Want to Get in Touch? and a November 2020 Weblog

Recently, I’ve been told that my email has been bouncing some messages back, so if you tried to email me in the last few months, I probably didn’t get it. I’m working on it, but in the meantime I setup a new email, so please reach out at jaywebhistory@gmail.com

Anyway, here’s what I’ve been reading this month.

Notes on Web3

Let me start by saying, I don’t know what to say about Web3. Yet. Web 2.0 was a fancy way of saying web + AJAX. Web3 appears to be web + blockchain. Not that’s not useful, but I find the criticisms more nuanced and impactful than the echoing Twitter crowd that would prefer to shout counter-arguments down. Two in particular have stood out. In Notes on Web3, Robin Sloan lays out Web3 more as a continuation of market forces on the web than it is anything new or novel. The Handwavy Technobabble Nothingburger goes a step further, seeing the emerging technologies as little more than enabling crime and con-artists. Both are worth a read.

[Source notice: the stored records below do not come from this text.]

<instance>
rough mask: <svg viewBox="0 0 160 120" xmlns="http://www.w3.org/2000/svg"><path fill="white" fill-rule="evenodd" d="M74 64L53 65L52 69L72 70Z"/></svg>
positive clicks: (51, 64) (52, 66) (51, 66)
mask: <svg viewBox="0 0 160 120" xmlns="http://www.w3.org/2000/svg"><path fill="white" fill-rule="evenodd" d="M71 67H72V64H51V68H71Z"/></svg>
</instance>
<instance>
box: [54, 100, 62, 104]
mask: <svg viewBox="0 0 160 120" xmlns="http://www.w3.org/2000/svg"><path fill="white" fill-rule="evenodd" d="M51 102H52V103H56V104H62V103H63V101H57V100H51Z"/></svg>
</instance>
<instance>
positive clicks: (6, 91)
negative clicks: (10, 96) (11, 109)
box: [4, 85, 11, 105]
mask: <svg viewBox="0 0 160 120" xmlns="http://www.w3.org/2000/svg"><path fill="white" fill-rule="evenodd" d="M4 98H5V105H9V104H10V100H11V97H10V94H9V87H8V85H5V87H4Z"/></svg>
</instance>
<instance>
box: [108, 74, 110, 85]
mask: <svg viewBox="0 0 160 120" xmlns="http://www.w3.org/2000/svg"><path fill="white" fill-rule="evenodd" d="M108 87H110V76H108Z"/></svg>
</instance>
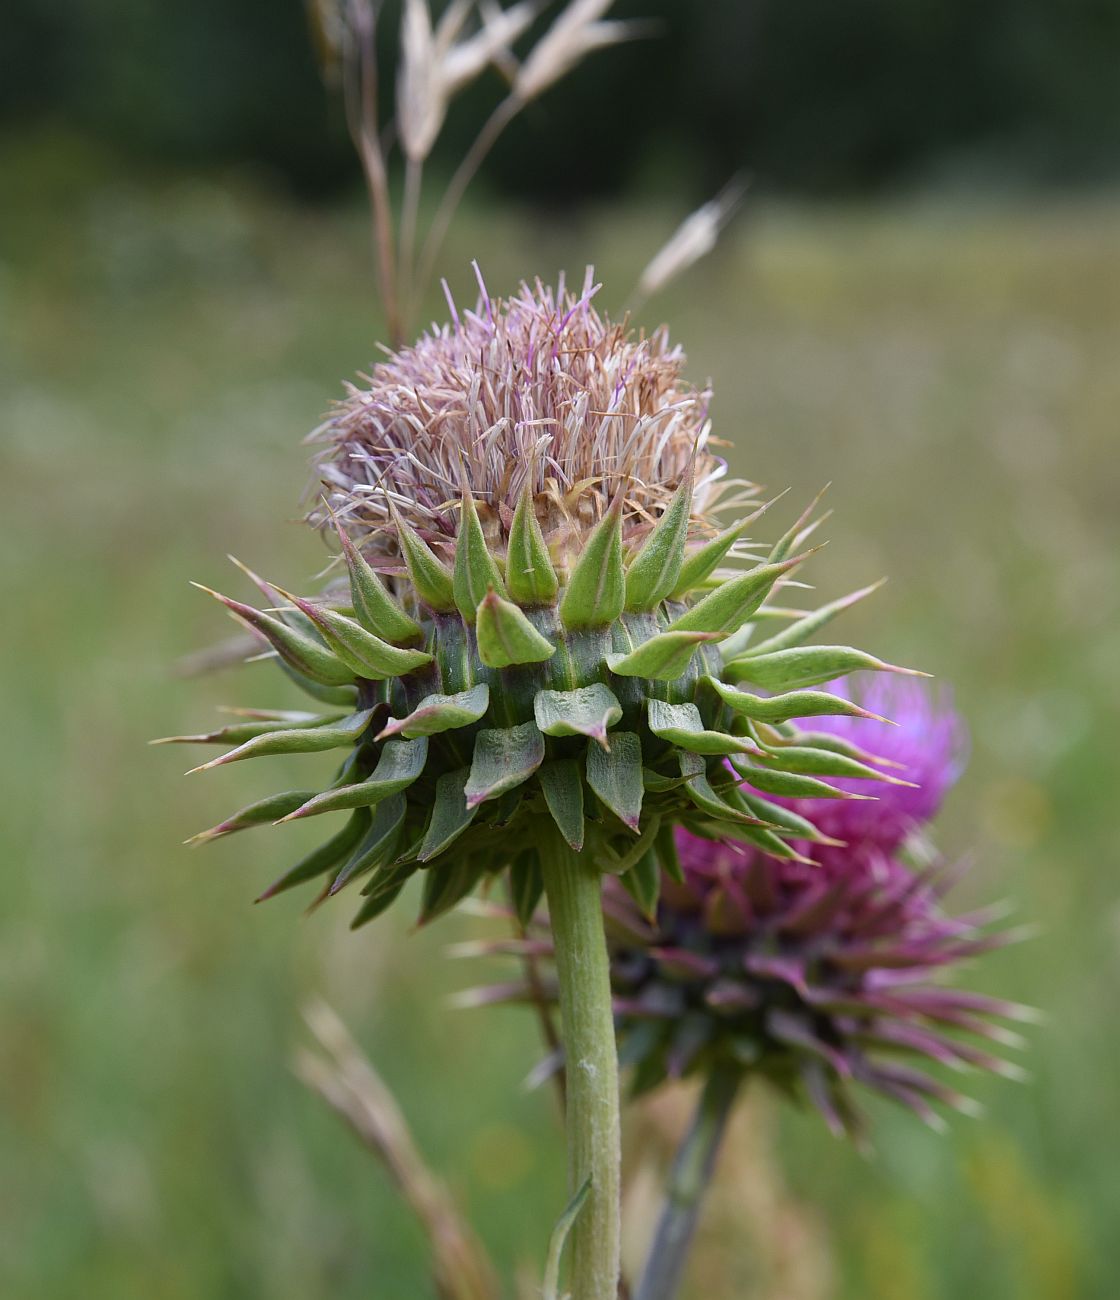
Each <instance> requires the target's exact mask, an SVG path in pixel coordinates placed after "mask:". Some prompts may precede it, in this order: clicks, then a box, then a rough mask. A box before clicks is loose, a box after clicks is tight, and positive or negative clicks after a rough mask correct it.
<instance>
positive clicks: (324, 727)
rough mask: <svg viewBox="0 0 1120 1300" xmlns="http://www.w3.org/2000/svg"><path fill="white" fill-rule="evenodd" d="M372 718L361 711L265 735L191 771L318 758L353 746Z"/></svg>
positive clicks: (272, 732) (224, 754) (250, 740)
mask: <svg viewBox="0 0 1120 1300" xmlns="http://www.w3.org/2000/svg"><path fill="white" fill-rule="evenodd" d="M372 716H373V710H372V708H365V710H363V712H360V714H351V715H350V716H348V718H340V719H339V720H338V722H337V723H331V724H329V725H327V727H309V728H298V729H296V731H279V732H269V735H268V736H257V737H256V740H249V741H246V744H244V745H239V746H238V748H236V749H231V750H230V751H229V753H227V754H221V755H220V757H218V758H212V759H210V761H209V763H203V764H201V766H199V767H195V768H192V771H195V772H205V771H207V770H208V768H210V767H221V766H222V764H223V763H236V762H239V761H240V759H243V758H262V757H265V755H269V754H318V753H321V751H322V750H326V749H342V746H344V745H353V744H356V742H357V738H359V736H361V733H363V732H364V731H365V728H366V727H368V725H369V719H370V718H372Z"/></svg>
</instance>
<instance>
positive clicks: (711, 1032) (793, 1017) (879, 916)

A Proper History of CouchSurfing

Over at Input Mag, Andrew Fedorov penned Paradise lost: The rise and ruin of Couchsurfing.com, one of the earliest examples of hospitality exchange, like Airbnb before it became a hotel substitute. Members of Couchsurfing.com offer up their couch for travelers. For free. But from that has come an almost cult-like following—led by its strong-willed, controversial founder—and incredible history that runs through several of the web’s commercial iterations.

The Dot.Bomb

After finishing up my chapter on the browser wars, I’m taking a turn into web commercialization. My research right now is on the dot-com bubble burst in the early 2000’s. A couple of interesting finds so far. One is a story of the sports retailer Boo.com, who’s founders got a reputation for the most lavish displays of wealth in an already garish era. Another is an old story from CBS about Silicon Alley, a tech scene I have always found fascinating. The last was learning more about what’s sometimes known as the “Greenspan put”, a policy by former Federal Reserve chair Alan Greenspan to use the Fed to correct stock markets when risky or out of control market bubbles spiraled on Wall Street. It’s a policy that’s alarmingly still being used today.